British Airways rose as much as 1.8 per cent in London trading and was little changed at 238.3 pence at 8:34 am local time. Iberia initially rose as much as 2 per cent after the announcement and traded little changed in Madrid at ¤2.62.
British Airways, which has been in talks on the merger since mid-2008, needs a bigger route network to match larger rivals Air France-KLM Group and Deutsche Lufthansa AG. The new group will generate annual savings of about 400 million euros ($532 million) in the fifth year, British Airways said.
Labor unions and British Airways agreed on March 16 on contribution and benefit concessions to help close the retirement funds’ deficit. Fund trustees must approve that accord by June 30.
The accord came as UAL Corp.’s United Airlines and US Airways Group Inc., both of which filed for bankruptcy in the last decade, are holding talks on a merger that would reshape the US industry, two people familiar with the matter said.

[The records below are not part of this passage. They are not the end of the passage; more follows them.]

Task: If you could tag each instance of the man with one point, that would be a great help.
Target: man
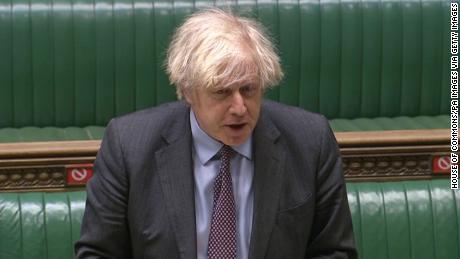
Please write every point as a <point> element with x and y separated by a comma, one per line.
<point>222,174</point>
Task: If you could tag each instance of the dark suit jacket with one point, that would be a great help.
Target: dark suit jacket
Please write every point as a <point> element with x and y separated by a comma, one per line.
<point>141,199</point>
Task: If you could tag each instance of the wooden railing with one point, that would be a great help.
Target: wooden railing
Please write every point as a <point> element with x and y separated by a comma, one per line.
<point>367,156</point>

Discussions began in mid-February on the tie-up, which would help United steer travelers to international flights from US Airways’ domestic routes, said one of the people, who asked not to be identified because the negotiations are private.
The British Airways agreement with Iberia will provide a boost to Chief Executive Officer Willie Walsh after the UK airline was forced to cancel hundreds of flights last month as a result of a strike by flight attendants. The walkout, in a dispute over pay and staffing levels, cost British Airways tens of millions of pounds for rescheduling passengers and hiring crew and planes from other airlines to keep operations running.
British Airways won initial clearance from the US government in February to deepen a marketing alliance with AMR Corp’s American Airlines on North Atlantic routes. Iberia, Finnair Oyj and Royal Jordanian Airlines are also part of the agreement, which is still being evaluated by the European Union.